Со старухой не было резону разговаривать, и Антон опять стал настраиваться на строгий лад, чтоб как-то показать, что в Лядове представляет власть пока он и никакого ослушания не допустит.

— Мобилизуешься ты, кладовщик Зябрев, а не кузнец Зябрев, — Шумсков вышел из-за стола и расшагался по горнице.

— Откуда она, повестка-то? С самолета тебе сбросили, что ли?.. Ведь уж недели две чужой души и не было в селе.

— Поутру лыжник завез. У него таких предписаний полна пазуха. В Царево и Змеевку парень погнал… Нашей вот Лядовке лишь одна повестка — и хныкать нам срамно, ежели по чести…

— Разобраться бы надо, Захарыч. А честить меня нечего. Я тебе не дезертир какой…

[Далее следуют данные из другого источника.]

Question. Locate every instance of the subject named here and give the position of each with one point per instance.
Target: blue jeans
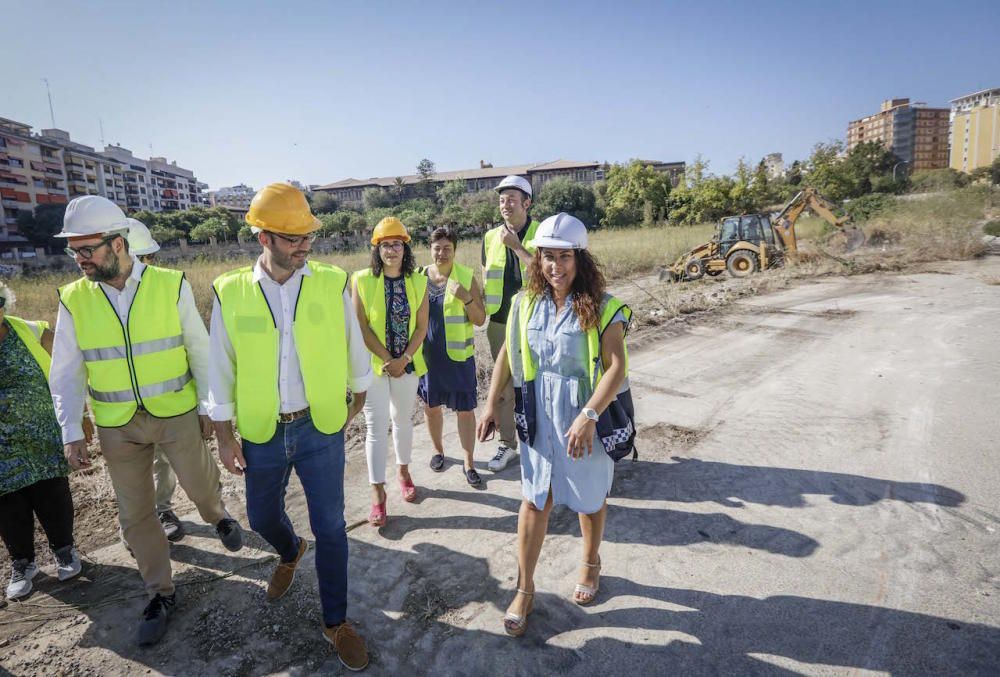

Разговор не ладился, и Антон не мог доказать свою правоту, не мог он резануть в глаза. Зябреву-кладовщику, что колхоз, мол, на посевной может обойтись и без него, а что сделаешь без кузнеца? Николай Зимний, понимая председателя и совестясь своей увертливости от мобилизации, желал лишь малой оттяжки для того, чтоб успокоить как-то жену, поправить разоренный двор после оккупации, настроить детей: ртов-то много, а рук — ни одних. Намается с ними Клавдя…

— Ты вот, Николай Иванович, сам говоришь — какой уж месяц пушки подо Мценском лаются, — Шумсков стал искать другие, более веские причины своего решения. — Значит, фронт и не сдвинулся дальше. До него и ста верст не наберется! А что ежели немец назад на Москву и на Лядовку попрет? Кому держать-то? Вот об чем думать надо. При повторной, оккупации нам в лесу не отсидеться — так и знай!

Николаю крыть было нечем — намек Антона был ясен.

— Ты политику мне не шей. Я говорю: разобраться надо… Авось и ты не Верховный командующий, чтоб одной волей раз — и крышка! — осторожно стоял на своем Зябрев.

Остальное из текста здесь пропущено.